George Washington earns a spot in the American history books as both the commander of the army that won the Revolutionary War and the first president of the United States. It makes sense that most biographies of Washington would focus heavily on those two periods of his life — each of which extended over roughly eight years.

81CvnosH0OLWhat about the more than five years of activity between those two important chapters in Washington’s life? Biographers often treat this “interlude” as a time when the retired general focused on his life as a Virginia planter at home in Mount Vernon, and eventually his work as chairman of the Constitutional Convention in Philadelphia.

But Pulitzer Prize-winning history professor Edward Larson of Pepperdine University thinks the time period between Washington’s departure from the U.S. Army in late 1783 and his inauguration as president in early 1789 deserves much more scrutiny.

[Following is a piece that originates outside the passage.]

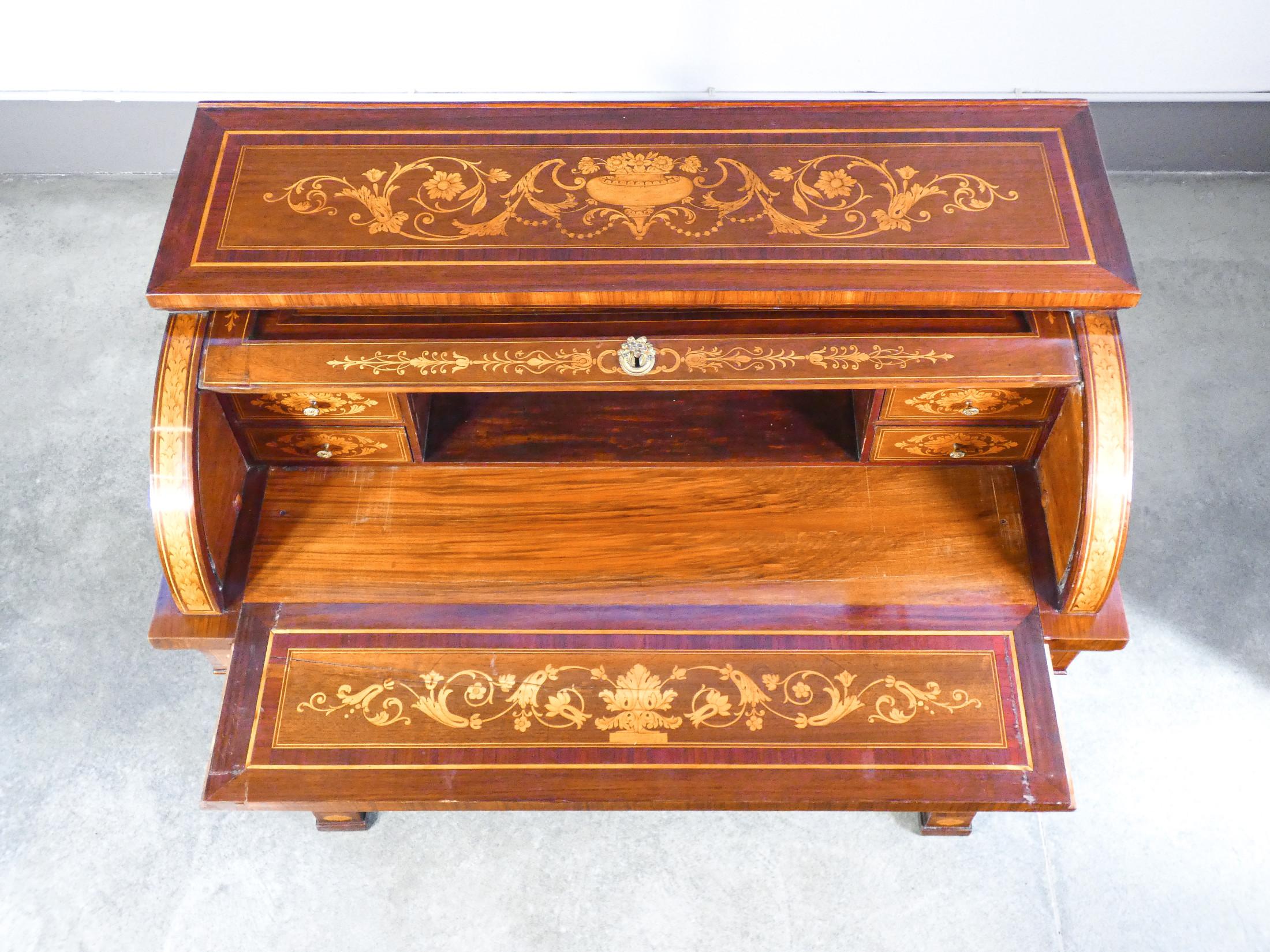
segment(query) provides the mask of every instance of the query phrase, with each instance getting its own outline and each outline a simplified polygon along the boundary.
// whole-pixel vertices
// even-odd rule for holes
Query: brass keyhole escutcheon
[[[648,343],[648,338],[626,338],[626,343],[617,348],[617,366],[631,377],[652,373],[655,363],[657,348]]]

That’s the idea behind The Return of George Washington 1783-1789.

While Washington held no national public office at that time, Larson argues that it would be a mistake to believe that the retired general played no significant role in the nation’s political debates. Larson explains how Washington influenced national political developments throughout the period extending from the revolution’s end until the launch of a new constitutional government.

Over the course of 1788, Washington had articulated three main objectives for America under the Constitution: respect abroad, prosperity at home, and development westward. Toward these ends, he envisioned a vigorous federal government encouraging trade, manufacturing, and agriculture through effective tariffs, sound money, secure property rights, and a nonaligned foreign policy. “America under an efficient government, will be the most favorable Country of any in the world for persons of industry and frugality,” he asserted in mid-1788, and “not be less advantageous to the happiness of the lowest class of people because of … the great plenty of unoccupied land.”

Larson contends that the period between the war and the presidency played a pivotal role in making true Henry Lee’s well-known assertion that Washington was “First in war — first in peace — and first in the hearts of his countrymen.”

The third, the one that Washington would have most treasured, relates in large part to the trust and affection he earned between those two periods of official service, when he voluntarily relinquished power yet never stopped nurturing the new republic. Washington was as indispensable to America during these middle years as before or after them. During that pivotal phase of the country’s development, he laid the foundation for the Constitution, the government, and the sacred union of states and people that has lasted for more than 225 years and promises to continue long into the future.